Die umfassende, detailreiche, soziale, ökonomische, literarische und kulturelle sowie ethische Untersuchung lässt in etwa wie folgt zusammenfassen: Herkömmliche Erklärungen für die einzigartige, exponentielle Wohlfahrtsentwicklung der Menschheitsgeschichte seit der Industriellen Revolution, nach Jahrtausenden der Stagnation (von global 3 USD Konsum pro Tag pro Kopf auf global 33 USD und in den USA 130 USD), sind wichtig, greifen aber zu kurz. Die größten Wohlfahrtsprofiteure – die Armen – verdanken ihre im Jahr 1800 unvorstellbare Wohlfahrtsentwicklung nicht technischen Erfindungen, nicht Ressourcen, nicht der Kapitalbildung und auch nicht Institutionen, der Eisenbahn oder anderen üblichen Erklärungen. Vielmehr sind in ihrer Triologie unüberschaubar viele Hinweise zusammengetragen, die ein fundamental verändertes Denken der Menschen zwischen 1517 und 1789 dokumentieren. Die Ursache schlechthin sieht Deirdre McCloskey in einem „Wandel der Ethik und Rhetorik und Ideologie“ (S. 86)

  1. Ordnungsalternativen

Der Wandel zur bürgerlichen Ethik einer freien Gesellschaft, die einzigartige Wohlfahrt für alle, noch einmal: allen voran für die Ärmsten, mit sich bringt, hat durch freies Handeln eine unvorstellbare Innovation in Gang gesetzt. Unzureichend mit dem Wort Kapitalismus beschrieben, wäre Innovationismus eine Alternative.

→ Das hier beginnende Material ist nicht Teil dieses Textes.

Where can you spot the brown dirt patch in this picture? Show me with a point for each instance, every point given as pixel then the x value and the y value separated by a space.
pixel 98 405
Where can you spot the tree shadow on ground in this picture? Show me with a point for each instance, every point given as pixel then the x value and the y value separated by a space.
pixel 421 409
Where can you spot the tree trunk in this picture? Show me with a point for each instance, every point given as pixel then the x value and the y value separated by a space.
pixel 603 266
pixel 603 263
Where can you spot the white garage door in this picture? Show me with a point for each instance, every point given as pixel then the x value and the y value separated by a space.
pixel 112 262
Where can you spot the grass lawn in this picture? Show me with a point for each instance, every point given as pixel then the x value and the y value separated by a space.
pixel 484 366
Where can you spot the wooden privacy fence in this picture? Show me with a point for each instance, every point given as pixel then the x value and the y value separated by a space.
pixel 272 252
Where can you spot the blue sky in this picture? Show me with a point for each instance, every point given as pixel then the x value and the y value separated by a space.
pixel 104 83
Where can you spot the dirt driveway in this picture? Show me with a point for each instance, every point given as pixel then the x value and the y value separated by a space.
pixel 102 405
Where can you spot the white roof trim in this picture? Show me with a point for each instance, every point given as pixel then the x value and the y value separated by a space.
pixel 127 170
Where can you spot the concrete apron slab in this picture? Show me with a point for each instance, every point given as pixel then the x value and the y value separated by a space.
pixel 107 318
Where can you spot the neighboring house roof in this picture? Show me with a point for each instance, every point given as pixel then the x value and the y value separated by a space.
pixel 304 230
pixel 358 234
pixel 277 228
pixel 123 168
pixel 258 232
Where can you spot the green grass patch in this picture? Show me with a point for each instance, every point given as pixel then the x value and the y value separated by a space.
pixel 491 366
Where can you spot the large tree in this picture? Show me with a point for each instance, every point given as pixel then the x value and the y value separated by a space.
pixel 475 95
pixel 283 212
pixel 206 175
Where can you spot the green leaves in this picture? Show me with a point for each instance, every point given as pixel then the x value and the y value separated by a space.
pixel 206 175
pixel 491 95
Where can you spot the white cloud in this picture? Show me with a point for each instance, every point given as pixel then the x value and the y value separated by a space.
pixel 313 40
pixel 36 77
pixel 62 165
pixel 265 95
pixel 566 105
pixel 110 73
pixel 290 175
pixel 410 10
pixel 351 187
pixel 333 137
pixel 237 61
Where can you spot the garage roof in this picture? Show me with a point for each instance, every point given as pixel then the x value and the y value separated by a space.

Die bürgerliche Ethik hat dazu geführt, dass Zwang durch Kooperation ersetzt wurde, Herrschaft durch Märkte, die sichtbare durch die unsichtbare Hand, Top down durch Bottom up – nie perfekt, aber fundamental.

Zur bürgerlichen Ethik einer freien Gesellschaft gibt es Alternativen. McCloskey nennt sie die vier B: Blue-Blood, Bolschewismus, Bismarckism, Bureaucracy (S. 138-141).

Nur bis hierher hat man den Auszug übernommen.